The low-profile German cash & carry chain is suddenly finding itself at the centre of controversy as negotiations for the sale of its India business get underway

Metro
Nivedita Mookerji New Delhi
6 min read Last Updated : Jul 17 2022 | 8:42 PM IST
German chain Metro Cash & Carry may not have been under the spotlight in India all these years unlike American major Walmart, but things changed swiftly in the deal season. Dusseldorf-headquartered Metro AG started making plans for selling its India business (fully or partially) more than one year ago at the peak of Covid-19, but negotiations with potential bidders and investors picked up speed in the last two months or so. And suddenly Metro became the centre of controversy — ranging from an all-out foreign-versus-Indian battle to death threats to top executives.

To put things in perspective, Metro came into India way back in 2003 with the purpose of running wholesale or cash and carry stores. It has stayed on that path for close to two decades without showing any inclination to stray into the forbidden realm of multi-brand retail.

So, what really changed as top-notch transaction advisors, merchant bankers and bidders got talking about a deal with Metro? In the changing narrative, the German group is the new equivalent of FDI (foreign direct investment) in retail, pushing aside Walmart and Amazon for a while. A recent statement by the Confederation of All India Traders (CAIT) explains. Top representatives of CAIT said at a press conference on June 30 that Metro had violated India’s retail FDI norms as well as GST (goods and services tax) registration rules to conduct business in India. According to the traders’ body, the German group was selling directly to consumers under the garb of business-to-business format. CAIT alleged fraudulent use of GST registrations to issue Metro membership cards as well as daily walk-ins.

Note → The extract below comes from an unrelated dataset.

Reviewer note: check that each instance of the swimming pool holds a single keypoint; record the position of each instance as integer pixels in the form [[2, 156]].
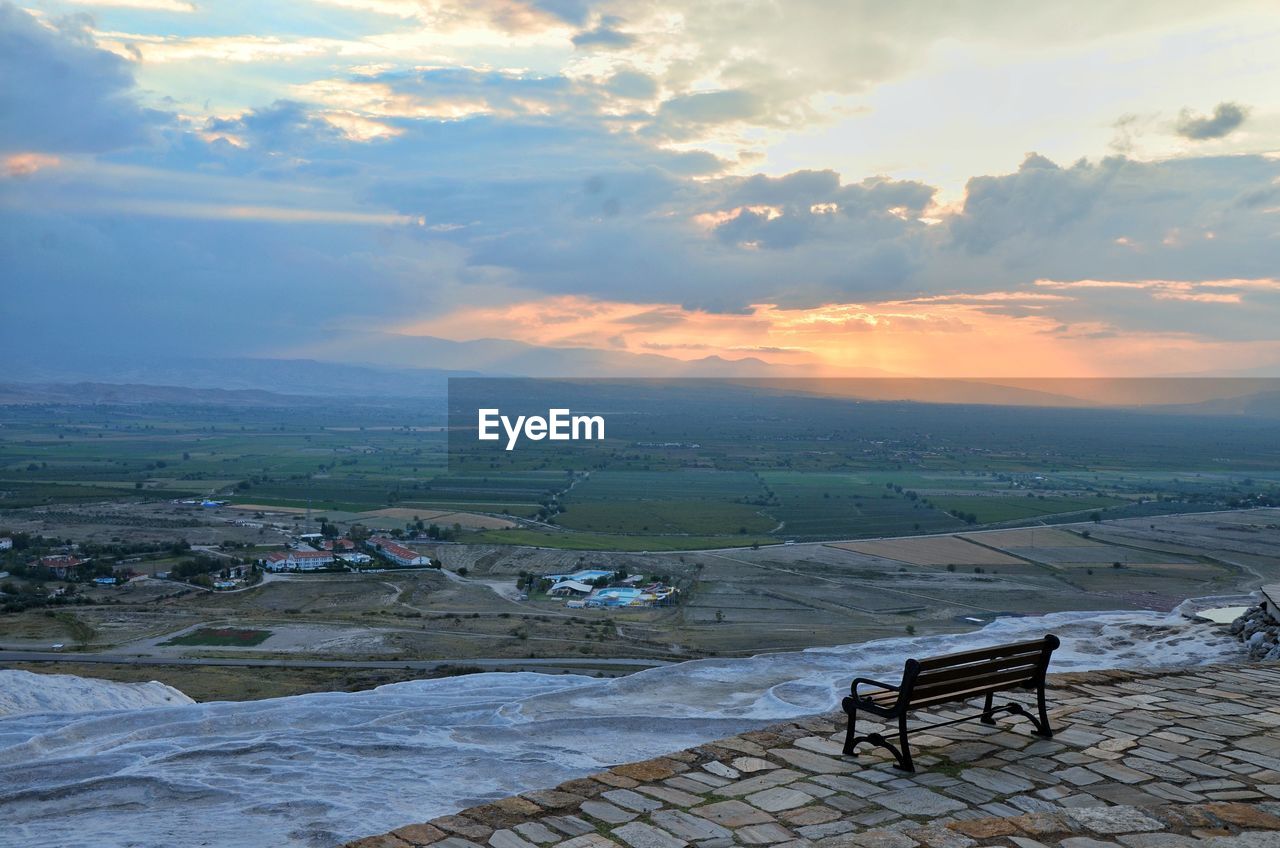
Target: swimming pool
[[613, 597]]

This is not the first time that such an allegation has been made against foreign-owned cash and carry businesses, whether it’s Walmart, Carrefour or Metro. While multinationals (including Metro in this case) have maintained there’s no violation of rules, instances of membership card misuse cannot be ruled out, according to industry insiders. While 100 per cent FDI is permitted under the cash and carry format, goods can be sold only to businesses and institutions in that category. On the other hand, FDI in multi-brand retail (selling to any consumer) is on hold though the United Progressive Alliance government had permitted up to 51 per cent foreign investment under the policy.

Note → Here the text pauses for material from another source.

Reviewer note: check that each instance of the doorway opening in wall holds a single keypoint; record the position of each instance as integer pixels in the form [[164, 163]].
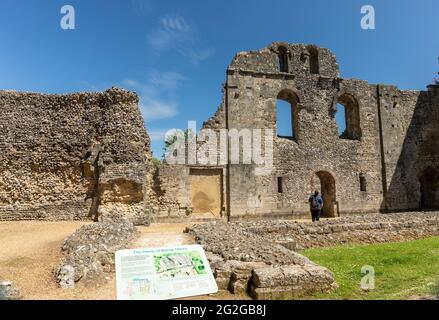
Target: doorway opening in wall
[[286, 115], [325, 182], [206, 194], [429, 184], [340, 118]]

The concerns raised by CAIT are casting a shadow on the deal talks, people close to the transaction pointed out. Traders — who are considered important in electoral politics — have asked the government to investigate the alleged violations by Metro. Another point that it has raised is that Metro should not be allowed to sell to a foreign group, which might carry on with similar violations, thereby hurting the traders’ community in India. The government is examining these complaints against Metro’s business practices, in a shift from its stand till recently that the German group is operating as a B2B platform (cash and carry) according to the rules unlike some others.

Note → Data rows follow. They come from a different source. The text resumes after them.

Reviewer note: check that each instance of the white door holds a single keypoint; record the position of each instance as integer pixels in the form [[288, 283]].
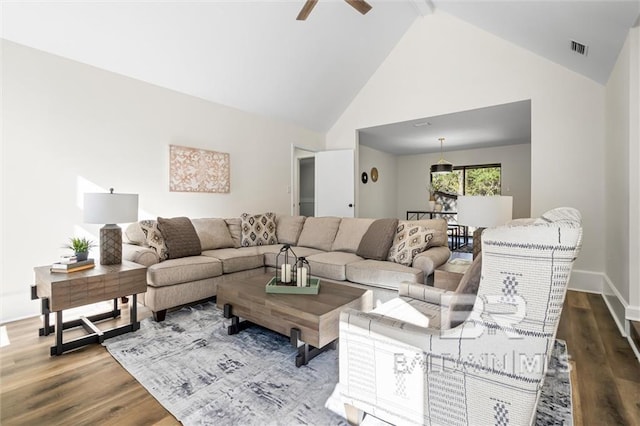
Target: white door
[[334, 180]]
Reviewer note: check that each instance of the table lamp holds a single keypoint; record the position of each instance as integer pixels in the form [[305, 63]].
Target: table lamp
[[483, 212], [110, 209]]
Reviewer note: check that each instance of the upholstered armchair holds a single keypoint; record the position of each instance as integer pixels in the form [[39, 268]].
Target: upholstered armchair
[[407, 362]]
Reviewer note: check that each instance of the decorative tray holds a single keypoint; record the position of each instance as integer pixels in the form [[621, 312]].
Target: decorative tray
[[273, 287]]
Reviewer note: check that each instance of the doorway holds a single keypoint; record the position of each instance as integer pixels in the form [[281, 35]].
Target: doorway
[[307, 186]]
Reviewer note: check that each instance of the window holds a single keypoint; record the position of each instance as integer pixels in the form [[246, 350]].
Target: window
[[470, 180]]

Similar foreign-versus-Indian sentiment has also come out in a dramatic twist, according to sources. The CEO and MD of Metro’s India business, Arvind Mediratta, is learnt to have received a death threat from an anonymous person. The physical letter, written in Tamil, to Mediratta, an IIT-IIM alumnus running Metro Cash & Carry since 2016, was traced to Bengaluru. The letter threatens to kill the CEO if Metro doesn’t strike a deal with one of the four named in it. Out of the four, three are big Indian conglomerates and the fourth one is a leading IT firm. People in the know pointed out that from the list of four in that letter, only one was a potential bidder. A person who is aware of the police complaint filed against the “threat” could not explain why the letter was written in Tamil or why it was posted from Bengaluru. “These are ways to mislead the investigators,” another source said. Mediratta now has police protection and has been kept away from the office premises till it’s considered safe.

Mediratta was not available for a comment on the matter, but parent company Metro AG responded to a query from Business Standard. “We take safety of our managers worldwide very seriously and take appropriate measures if required,” the company said in a statement, adding that it wouldn’t want to comment further on the issue.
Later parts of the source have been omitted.